曲自体は聞いた事がなかったが、何度でも聞きたくなる様な、そんな音色だった。
「この曲は?」
「昔、私と叔母さんで作った曲なの。曲名はホープ」
 ホープ、日本語訳は希望。
 曲名を考えるに当たって、彼女の叔母は沙耶子の未来に希望を託したのだろう。
 根拠はないが、そんな気がした。
「ホープ……希望か。良い曲だな……」
音色を奏でながら、沙耶子は言った。
「いつか……会えると良いな。本当の母さんに……」
「会えるよ。

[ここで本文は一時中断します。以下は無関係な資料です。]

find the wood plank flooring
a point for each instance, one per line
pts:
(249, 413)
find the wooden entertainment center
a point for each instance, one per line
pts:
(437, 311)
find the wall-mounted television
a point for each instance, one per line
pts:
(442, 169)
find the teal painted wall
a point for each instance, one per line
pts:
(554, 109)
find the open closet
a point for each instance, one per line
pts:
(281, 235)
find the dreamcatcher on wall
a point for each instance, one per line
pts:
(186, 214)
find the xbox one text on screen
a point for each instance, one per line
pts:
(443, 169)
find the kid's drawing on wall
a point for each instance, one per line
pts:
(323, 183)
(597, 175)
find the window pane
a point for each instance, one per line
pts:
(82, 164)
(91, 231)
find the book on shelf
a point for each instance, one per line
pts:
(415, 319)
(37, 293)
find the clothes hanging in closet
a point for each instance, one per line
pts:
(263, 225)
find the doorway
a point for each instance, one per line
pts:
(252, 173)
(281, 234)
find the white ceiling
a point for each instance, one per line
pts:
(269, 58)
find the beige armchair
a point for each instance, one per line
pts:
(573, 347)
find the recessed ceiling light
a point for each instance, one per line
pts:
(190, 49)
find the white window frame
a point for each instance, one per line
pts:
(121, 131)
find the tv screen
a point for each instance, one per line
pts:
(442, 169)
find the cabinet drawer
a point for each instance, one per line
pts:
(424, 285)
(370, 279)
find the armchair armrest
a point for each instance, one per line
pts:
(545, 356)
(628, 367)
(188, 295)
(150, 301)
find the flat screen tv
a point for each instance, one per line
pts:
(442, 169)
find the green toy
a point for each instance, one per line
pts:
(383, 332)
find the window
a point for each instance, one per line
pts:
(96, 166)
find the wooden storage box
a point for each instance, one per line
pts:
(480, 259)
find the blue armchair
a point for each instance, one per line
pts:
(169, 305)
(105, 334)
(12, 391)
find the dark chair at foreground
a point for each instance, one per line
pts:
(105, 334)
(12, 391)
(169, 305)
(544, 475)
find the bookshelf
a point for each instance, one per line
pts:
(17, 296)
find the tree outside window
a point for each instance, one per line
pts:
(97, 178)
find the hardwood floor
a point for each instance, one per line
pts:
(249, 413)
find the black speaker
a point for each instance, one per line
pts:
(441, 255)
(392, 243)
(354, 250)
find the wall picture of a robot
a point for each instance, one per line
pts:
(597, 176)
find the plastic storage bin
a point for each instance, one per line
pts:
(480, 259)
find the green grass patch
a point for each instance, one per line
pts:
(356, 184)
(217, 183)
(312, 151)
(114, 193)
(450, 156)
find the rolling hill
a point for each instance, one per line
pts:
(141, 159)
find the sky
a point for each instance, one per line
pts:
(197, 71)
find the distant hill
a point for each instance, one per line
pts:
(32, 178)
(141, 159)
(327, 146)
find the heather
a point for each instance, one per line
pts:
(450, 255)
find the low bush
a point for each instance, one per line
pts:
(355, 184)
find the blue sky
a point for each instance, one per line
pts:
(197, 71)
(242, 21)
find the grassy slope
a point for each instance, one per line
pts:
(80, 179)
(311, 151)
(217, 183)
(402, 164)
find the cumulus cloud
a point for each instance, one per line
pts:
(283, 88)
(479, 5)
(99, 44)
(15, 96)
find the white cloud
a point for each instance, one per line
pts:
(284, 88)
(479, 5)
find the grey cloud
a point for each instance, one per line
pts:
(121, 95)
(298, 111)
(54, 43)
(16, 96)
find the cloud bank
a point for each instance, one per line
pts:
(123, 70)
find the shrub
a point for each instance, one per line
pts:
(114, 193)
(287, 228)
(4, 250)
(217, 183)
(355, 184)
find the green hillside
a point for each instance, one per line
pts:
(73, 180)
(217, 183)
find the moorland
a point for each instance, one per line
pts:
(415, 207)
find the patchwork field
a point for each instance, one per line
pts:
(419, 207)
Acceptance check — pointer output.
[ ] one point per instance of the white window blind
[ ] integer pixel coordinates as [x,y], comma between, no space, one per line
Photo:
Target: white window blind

希望を捨てなければ」
その音色を聞きながら、僕は沙耶子と共に夜を過ごした。
これからの僕達に希望がある事を願って。


「じゃあね、隼人君」
「ああ、またな」
 駅で沙耶子と別れた後、自分のいる世界が変わった様な気さえした。
 上手くは言えないけれど、前と違って、どこか透き通っている。
 そんな感じがしたのだ。


 夏休みも終わり、秋が近付いていた。
 涼しい風やカラカラに枯れた葉が、その事を証明している。
 そして、秋になってから変わった事が一つだけあった。
「ごめんね」
 沙耶子は申し訳なさそうに、僕に謝罪する。
「どう言う事だよ!? 別れようなんて……」
「ごめんね」
 そう言い残して、僕の前から去って行った。
 別れを告げるに至った訳すらも、一切見当が付かなかった。


 それからというもの、僕は毎日校舎裏へ来た。
 結局、前の自分に戻ってしまったのだ。
 何も変わってなどいなかった。
 でも、一つだけ感じている事がある。
 ポッカリと穴が開いた様な感覚。
 それは喪失感。
 そして、この時、僕は見た。
 屋上から落下する彼女の姿を……。